Towards new DBMS architectures: HADAS discussion

Inspired by  Michael Stonebraker keynote at EPFL (http://slideshot.epfl.ch/play/suri_stonebraker) we are opening the discussion about DBMS architectures in the group HADAS.

The objective of the exercice is to work together about the topic and identify the impact of old, new and coming architectures on the research of the group and the particular projects of the members. Therefore we all prepared some weeks ago the following:

1. Everyone watched the video of M. Stonebraker keynote
2.  We red papers about new perspectives of DBMS architectures by M. Carey, M. Stonebraker, G. Weikum
3. Everyone prepared  answers to the following questions:

  • Do you really feel that we have done all wrong in our domain? Are there good points you want to support?
  • Does the evolution of DBMS architectures have an impact on my own research? How?

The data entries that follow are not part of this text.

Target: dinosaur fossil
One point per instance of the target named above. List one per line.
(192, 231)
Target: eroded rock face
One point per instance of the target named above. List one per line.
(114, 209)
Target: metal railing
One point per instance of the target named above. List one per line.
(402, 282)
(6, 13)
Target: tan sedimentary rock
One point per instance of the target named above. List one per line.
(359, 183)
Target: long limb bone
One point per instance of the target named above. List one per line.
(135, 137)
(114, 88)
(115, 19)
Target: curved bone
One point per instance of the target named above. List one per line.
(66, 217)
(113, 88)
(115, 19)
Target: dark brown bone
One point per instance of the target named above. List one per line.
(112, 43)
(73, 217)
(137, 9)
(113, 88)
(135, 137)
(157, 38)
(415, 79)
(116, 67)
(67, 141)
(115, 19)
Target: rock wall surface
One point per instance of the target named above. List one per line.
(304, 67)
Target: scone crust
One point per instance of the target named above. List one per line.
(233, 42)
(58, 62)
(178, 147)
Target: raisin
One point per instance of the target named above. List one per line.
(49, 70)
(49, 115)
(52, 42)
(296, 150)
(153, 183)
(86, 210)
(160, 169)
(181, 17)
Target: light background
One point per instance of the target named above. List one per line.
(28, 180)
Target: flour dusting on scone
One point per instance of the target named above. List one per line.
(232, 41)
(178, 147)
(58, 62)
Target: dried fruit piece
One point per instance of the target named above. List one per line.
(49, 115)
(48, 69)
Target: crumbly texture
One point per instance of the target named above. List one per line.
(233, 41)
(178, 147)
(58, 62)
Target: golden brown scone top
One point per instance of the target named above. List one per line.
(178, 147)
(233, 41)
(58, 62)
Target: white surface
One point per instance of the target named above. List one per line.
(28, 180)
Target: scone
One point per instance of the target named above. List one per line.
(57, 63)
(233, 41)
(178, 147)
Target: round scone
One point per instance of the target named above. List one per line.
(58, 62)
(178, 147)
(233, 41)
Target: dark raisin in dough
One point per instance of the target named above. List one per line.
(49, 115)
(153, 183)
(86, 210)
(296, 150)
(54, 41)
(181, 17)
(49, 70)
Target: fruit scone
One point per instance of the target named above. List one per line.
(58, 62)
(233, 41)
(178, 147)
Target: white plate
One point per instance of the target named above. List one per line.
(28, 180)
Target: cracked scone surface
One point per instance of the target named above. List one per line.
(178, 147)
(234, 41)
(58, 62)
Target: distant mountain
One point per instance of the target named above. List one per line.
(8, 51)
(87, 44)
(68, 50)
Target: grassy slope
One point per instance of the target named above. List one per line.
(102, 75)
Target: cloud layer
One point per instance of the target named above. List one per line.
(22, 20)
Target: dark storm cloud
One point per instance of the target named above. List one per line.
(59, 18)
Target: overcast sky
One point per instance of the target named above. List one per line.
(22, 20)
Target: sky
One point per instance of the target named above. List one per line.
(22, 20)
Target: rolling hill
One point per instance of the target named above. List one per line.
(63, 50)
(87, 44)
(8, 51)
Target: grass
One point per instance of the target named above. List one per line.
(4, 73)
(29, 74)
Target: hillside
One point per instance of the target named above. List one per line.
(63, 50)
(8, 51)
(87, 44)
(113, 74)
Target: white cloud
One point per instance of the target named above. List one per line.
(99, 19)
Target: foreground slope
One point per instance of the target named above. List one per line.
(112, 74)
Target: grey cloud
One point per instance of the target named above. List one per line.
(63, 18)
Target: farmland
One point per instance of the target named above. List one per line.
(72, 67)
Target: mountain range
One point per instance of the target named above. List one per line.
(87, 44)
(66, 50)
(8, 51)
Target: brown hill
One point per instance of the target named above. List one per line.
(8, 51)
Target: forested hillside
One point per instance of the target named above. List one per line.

Give concrete examples of problems and approaches to illustrate.

The following discussion in posts show in life our reactions about this topic.

Data, information and their value: a DB community challenge

Data is all around and it seems that when it is,properly processed it can lead to valuable information. The data management industry mastodons  must see a value on data that emerges in social networks, public storage systems, devices, since they are investing   and storing all these gold hidden behind mountains of Gigas. They are also investing in public front ends that provide information out of these raw data collections (cf. sky server, chronozoom projects). I was impressed by,the google front end able to,provide information in real time about the elections in Mexico, under a geographic OLAP like metaphor.  Users could navigate along different aggregation granularities organized in a geographic way: from ballot places in quarters to a global vision! This will be possible for following other political processes like Egypt elections  and the USA elections.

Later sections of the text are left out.